Four labs in labs/lab-12.md. Plan for ~5 hours.

  • Lab 12.1. Run compiler.py on the three-class Pong/ directory. Verify all three .vm files are produced. Spot-check PongGame.vm for correct method-dispatch and object-construction patterns.
  • Lab 12.2. Run the full pipeline: Pong/ → VM → assembly → link → binary → simulation. The Pong game requires Screen, Output, Keyboard, and GamePad OS services. Stub any missing services with minimal implementations for simulation.
  • Lab 12.3. Boot the Pong binary on the Tang Primer 25K (hardware path) or verify UART output matches expected screen state (UART path). Record the binary size and instruction count in your Toolchain Diary.
  • Lab 12.4. Write a new VirtusLang program of your own design — at minimum one class with one method, using at least one while loop and one OS call. Compile it, run it, and verify the output. Include the source, the generated VM, and the simulation output in your submission.

Independent practice

  • Read Knuth, The Art of Computer Programming, Vol. 1 §2.3 (Trees) for the conceptual background behind parse trees, or review the first two chapters of the Dragon Book (Aho, Lam, Sethi, Ullman, Compilers: Principles, Techniques, and Tools). The recursive-descent parser you built is described in Dragon Book §4.4.
  • Compare the Virtus OS service table above against the nand2tetris Jack OS API. Note one service that Virtus OS adds (GamePad) and explain what hardware change makes it possible.

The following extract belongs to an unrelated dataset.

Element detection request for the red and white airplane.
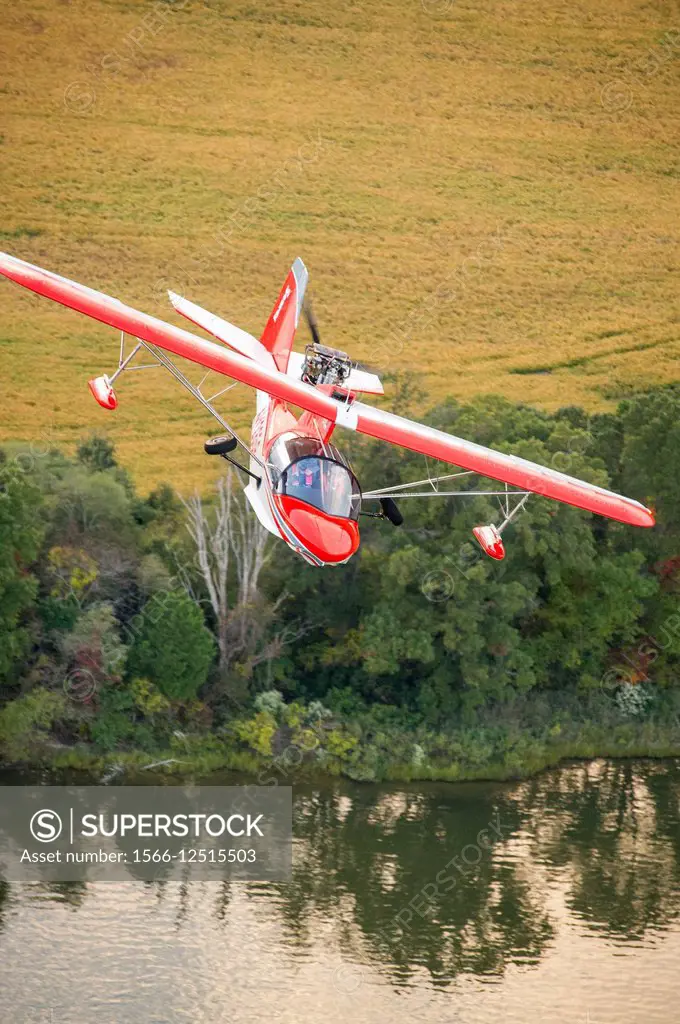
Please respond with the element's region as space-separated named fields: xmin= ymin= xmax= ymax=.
xmin=0 ymin=253 xmax=654 ymax=565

Architecture comparison sidebar

Multi-file compilation: CSA-102 Py6502v vs CSA-110 VirtusLang vs GCC.

CSA-102's Py6502v compiler assembled everything into a single flat binary. "Multi-file" compilation in CSA-102 meant concatenating source files and running the compiler once. No separate object files; no linker.

CSA-110's compiler produces one .vm file per source file, which the VM translator turns into one .vof per source file, which the linker combines. Each stage can run independently. The stdlib (virtus-os/*.vof) is pre-compiled and linked in without recompilation — the same model that system libraries (libc, libm) use in Linux.

GCC with gcc -c produces ELF object files from C source files; ld links them. The structure is identical to CSA-110's pipeline. The key difference is scale: GCC handles 40+ source languages, 20+ target architectures, and millions of symbols. CSA-110 handles VirtusLang, RV32I-Lite, and a few hundred symbols. The structure that makes GCC extensible — front end → IR → back end → linker — is the structure you built this week.


Reflection prompts

  1. The compiler.py driver compiles .vl files in sorted order. Why does the order of compilation matter (or not matter) for correctness? When could it matter?
  2. The OS service signature table in the lecture is hardcoded in the compiler. What would break if a future version of Virtus OS changed the argument count of Output.printInt? Propose a mechanism that would make the compiler robust against OS signature changes without recompiling the OS.
  3. Lab 12.4 asks you to write a new VirtusLang program. What was the first thing that didn't work when you compiled and ran it? Describe the debugging steps and the root cause.

What's next

Week 13 builds the Virtus OS itself — the nine services that the compiled programs call. You have been generating calls to Math.multiply, String.new, and Screen.drawPixel throughout Weeks 10-12; Week 13 is where you write those implementations.